Comme vous toutes, je vis dans les derniers jours de la colère, de l’humiliation, du découragement, mais aussi de la force extraordinaire de nous voir rugir. Mais voilà que d’autres débats surgissent en trame de fond, des débats qui m’épuisent, qui me font sentir comme une outsider au mouvement, comme une féministe plus que frustrée. Ça l’air que maintenant on ne peut plus parler de l’industrie du sexe dans une mobilisation contre les violences sexuelles.

Pourtant, comment ne pas en parler de l’industrie du sexe dans ce contexte? Déjà qu’il y a des journalistes qui fouillent dans la vie d’Alice, qui disent qu’elle aurait peut-être travaillé dans l’industrie du sexe au moment des faits. Moi ça m’a juste frappé tellement c’était clair, comment en mobilisant ces arguments ces journalistes nous révélaient la nature de cette industrie. Ils essaient d’insinuer par là que ces agressions n’en sont pas réellement, parce que le bonhomme aurait payé pour ça tsé. Ah, c’est donc ça que les hommes s’imaginent. Que quand tu paies, t’as le pouvoir, t’as le contrôle, t’as le droit d’user de la sexualité et du corps d’une femme comme tu le souhaites?

Il est plus que nécessaire de faire entendre une voie radicale dans tout ce tumulte. Sans oui, c’est non? Qu’est-ce qui se passe quand je dis oui, mais que je pense non? Parce que si je disais non, j’allais me mettre économiquement dans marde. Parce que si je disais non, j’allais endurer des pleurs et devoir jouer au psy au lieu de la pute. Parce que si je disais non, je n’aurais pas obtenu ses faveurs, pis il m’aurait jamais donné accès au boys club. Je ne nie pas ici l’importance du consentement, mais celui-ci a ses limites. Pourquoi donc on a de la criss de difficulté à dire non, à prendre nos jambes à notre cou? Peut-être ben parce qu’on a parfois pas le pouvoir de le faire, parce qu’on a appris à ouvrir les jambes pour survivre. Mais non, c’est pas notre osti de job de vous écouter vous lamenter, de vous torcher pis de vous faire sentir fort. On est tannée en criss que vous mettiez vos queues partout.

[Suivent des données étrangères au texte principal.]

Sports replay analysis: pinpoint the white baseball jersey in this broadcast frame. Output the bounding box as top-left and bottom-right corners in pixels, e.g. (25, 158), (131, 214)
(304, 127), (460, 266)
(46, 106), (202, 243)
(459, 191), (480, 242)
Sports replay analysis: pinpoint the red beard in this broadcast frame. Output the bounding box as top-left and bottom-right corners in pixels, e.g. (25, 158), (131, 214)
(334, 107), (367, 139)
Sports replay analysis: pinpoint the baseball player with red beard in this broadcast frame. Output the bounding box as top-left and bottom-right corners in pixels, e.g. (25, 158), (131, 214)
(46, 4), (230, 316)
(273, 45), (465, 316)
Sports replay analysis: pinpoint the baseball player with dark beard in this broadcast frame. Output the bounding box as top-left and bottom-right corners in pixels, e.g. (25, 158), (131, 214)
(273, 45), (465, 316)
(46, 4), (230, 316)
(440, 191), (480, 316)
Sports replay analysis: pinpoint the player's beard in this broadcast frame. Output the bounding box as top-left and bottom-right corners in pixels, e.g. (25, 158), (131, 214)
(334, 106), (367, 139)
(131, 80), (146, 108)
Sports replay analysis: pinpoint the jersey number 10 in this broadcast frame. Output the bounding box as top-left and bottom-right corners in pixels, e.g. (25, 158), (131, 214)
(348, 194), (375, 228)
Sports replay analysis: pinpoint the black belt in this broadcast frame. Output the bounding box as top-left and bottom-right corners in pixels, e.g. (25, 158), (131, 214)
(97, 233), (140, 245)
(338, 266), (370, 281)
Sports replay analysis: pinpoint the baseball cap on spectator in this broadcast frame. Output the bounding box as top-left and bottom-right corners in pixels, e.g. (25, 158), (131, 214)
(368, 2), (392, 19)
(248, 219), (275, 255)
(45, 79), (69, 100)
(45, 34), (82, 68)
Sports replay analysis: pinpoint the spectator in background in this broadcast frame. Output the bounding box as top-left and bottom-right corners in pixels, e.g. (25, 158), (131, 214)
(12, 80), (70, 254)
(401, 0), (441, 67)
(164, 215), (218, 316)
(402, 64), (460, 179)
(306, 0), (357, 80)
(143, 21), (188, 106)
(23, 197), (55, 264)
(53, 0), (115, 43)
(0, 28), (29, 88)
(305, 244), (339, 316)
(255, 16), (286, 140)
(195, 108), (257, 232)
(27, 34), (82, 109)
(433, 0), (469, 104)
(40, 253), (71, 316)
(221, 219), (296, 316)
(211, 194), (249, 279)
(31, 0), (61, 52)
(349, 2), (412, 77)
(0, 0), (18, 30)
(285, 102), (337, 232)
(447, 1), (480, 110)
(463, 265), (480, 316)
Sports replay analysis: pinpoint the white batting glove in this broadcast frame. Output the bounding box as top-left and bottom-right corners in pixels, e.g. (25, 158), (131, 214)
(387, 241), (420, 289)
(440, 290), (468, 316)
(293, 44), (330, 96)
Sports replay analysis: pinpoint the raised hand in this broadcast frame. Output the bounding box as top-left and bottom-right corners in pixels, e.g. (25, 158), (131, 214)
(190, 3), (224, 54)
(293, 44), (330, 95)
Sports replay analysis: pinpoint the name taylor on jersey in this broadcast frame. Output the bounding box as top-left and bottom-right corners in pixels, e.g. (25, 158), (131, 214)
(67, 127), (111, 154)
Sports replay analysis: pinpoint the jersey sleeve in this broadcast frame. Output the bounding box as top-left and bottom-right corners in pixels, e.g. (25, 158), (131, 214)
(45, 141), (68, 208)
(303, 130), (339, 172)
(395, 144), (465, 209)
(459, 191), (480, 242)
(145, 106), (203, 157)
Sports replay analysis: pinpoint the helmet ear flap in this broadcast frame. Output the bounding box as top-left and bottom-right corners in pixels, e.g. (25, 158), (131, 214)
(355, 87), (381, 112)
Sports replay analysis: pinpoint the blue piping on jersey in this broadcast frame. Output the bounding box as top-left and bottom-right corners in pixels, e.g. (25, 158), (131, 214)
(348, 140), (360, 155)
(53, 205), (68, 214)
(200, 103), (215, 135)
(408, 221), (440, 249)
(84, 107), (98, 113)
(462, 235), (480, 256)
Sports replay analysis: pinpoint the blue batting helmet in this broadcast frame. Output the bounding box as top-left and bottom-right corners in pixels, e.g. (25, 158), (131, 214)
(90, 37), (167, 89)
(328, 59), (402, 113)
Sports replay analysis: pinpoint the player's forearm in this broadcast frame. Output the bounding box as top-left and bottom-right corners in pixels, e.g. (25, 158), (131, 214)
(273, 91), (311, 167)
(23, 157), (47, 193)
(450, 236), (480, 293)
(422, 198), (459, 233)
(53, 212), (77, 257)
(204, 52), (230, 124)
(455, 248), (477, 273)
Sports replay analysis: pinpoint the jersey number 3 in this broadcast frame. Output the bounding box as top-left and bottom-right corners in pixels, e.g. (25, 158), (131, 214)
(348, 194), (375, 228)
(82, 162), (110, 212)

Pis moi je suis tannée en criss qu’il y ait des féministes qui défendent les clients et les proxénètes. Ces clients qui pensent que parce qu’ils paient, ils peuvent faire ce qu’ils veulent. Cette porno qui nous humilie, nous objectifie et nous crache dans la face. Comment ne pas faire le lien, alors qu’on a souvent accepté de faire des choses humiliantes et violentes au lit pour ne pas lui casser les couilles? Comment ne pas faire le lien, alors que nous sommes plusieurs à s’être senties forcées à avoir une relation sexuelle alors qu’il nous avait payé un verre? Non, on ne peut pas dénoncer la culture du viol sans dénoncer l’industrie du sexe qui la reproduit, cette culture. Alors non, je ne vais pas rester silencieuse, et j’espère que mes camarades non plus.

«Grève des femmes,
pour ne plus être exploitées par les hommes :
arrêtons de leur sourire, de les servir, de les reproduire, de les faire jouir ;
prenons notre vie et nos désirs en main, construisons nos lendemains.»